A school leaver on a hospitality traineeship would be paid $14.50 per hour, a rate that is bumped up to $18.50 for those on traineeships who have been out of school for three or more years.
YWC director Felicity Sowerbutts said the traineeships were “designed to keep young workers in low pay”.
PHOTO: Members of the Hospo Voice union demonstrated outside the Grill’d on Melbourne’s Lygon Street. (ABC News: Jedda Costa)
A Grill’d spokeswoman said the company was “proud of our traineeship program and that our team members continually win nationally recognised customer service accolades as a result of their training”.
“Our traineeship program has provided qualifications and a pathway for thousands of Australians across hospitality and other industries,” the spokeswoman said in a statement.
“Over 750 employees have completed their qualifications in the last 12 months and only 31 per cent of Grill’d employees are currently trainees.”
The EA was signed off by the Fair Work Commission in 2015, and the traineeship scheme is entirely legal and is used in a number of other industries.
But advocates alleged the traineeships — a Certificate III in hospitality in most states and territories — dragged on for months or even years without being completed.
The unions pointed to a 2018 survey of 370 Grill’d workers in which 92.4 per cent of those surveyed said the traineeship had not been worthwhile for them.
Mr Stephenson, who is paid the flat rate of $18.50 on weekends and public holidays, said the traineeship had only taught him basic skills he had already learnt on the job.
“We all hate it. We don’t want to be on the traineeship, it’s not worth anything to us. I haven’t learnt anything and we really want to come off it,” he said.
Workers not given time to complete study, survey finds
The rules of the government-subsidised traineeship state the employees must spend 20 per cent of their working hours in approved training, but the 2018 survey found about 70 per cent of workers had spent none of their working hours in official training.
The survey, done by Australian National University student group Canberra Students For Fair Wages, also workers were paid a traineeship wage for a period in 2015 when the company had no traineeship provider.
“Grill’d workers are telling us that they are not getting enough time on paid hours to complete the traineeship. They’re simply being stuck on them for months and years on end,” Ms Sowerbutts said.
“They need to move off these traineeships to move onto a proper living wage.”
Here’s how to get what you’re owed if you’re worried you’re not being paid correctly.
Under the Fast Food Award — which is superseded by the Grill’d EA — a 21-year-old worker on a full-time or part-time contract would be paid $21.41 per hour and would be eligible for penalty rates in evenings and on weekends.
But Grill’d employees do not receive penalty rates, which Mr Stephenson said meant he sometimes had to borrow money from friends to pay rent.
“Sometimes it gets really hard,” Mr Stephenson said.

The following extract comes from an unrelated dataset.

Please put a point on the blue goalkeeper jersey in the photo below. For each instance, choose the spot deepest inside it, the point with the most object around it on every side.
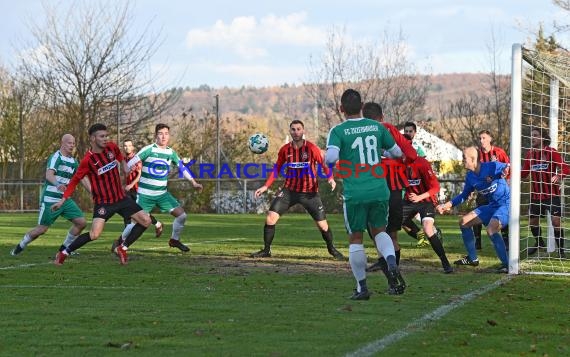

“I love the work and I love who I work with. I don’t want to leave my job, I’d rather just get paid fairly for it and be able to survive on the wage that I get.”
The 2018 ANU research found 90 per cent of students surveyed said that receiving no penalty rates made it harder for them to get by.

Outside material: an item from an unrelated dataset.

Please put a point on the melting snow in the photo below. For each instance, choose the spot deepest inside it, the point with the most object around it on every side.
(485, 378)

The UWU said although the EA had been signed off by Fair Work, it would be “highly unlikely” it would pass the “better off overall test”, a new benchmark used to ensure agreements are on par with industry awards.

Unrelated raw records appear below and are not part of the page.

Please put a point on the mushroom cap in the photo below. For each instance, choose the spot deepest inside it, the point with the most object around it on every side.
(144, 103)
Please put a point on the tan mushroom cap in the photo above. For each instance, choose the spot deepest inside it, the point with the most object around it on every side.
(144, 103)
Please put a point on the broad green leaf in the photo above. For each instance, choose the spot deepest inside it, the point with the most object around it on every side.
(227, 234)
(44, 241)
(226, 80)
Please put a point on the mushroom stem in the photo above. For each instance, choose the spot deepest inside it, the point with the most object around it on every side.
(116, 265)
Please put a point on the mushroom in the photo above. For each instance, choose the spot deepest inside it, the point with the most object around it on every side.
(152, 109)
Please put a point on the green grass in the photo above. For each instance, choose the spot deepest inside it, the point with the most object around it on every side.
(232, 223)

“Grill’d’s 2015 Enterprise Agreement is approved by the Fair Work Commission and is lawful, valid and compliant and was approved by 95 per cent of staff who voted and indicated they wanted greater working flexibility,” the Grill’d spokeswoman said in a statement.
The 2015 agreement comes to an end later this month.
A spokeswoman for the Fair Work Ombudsman confirmed the watchdog was conducting enquiries in relation to Grill’d.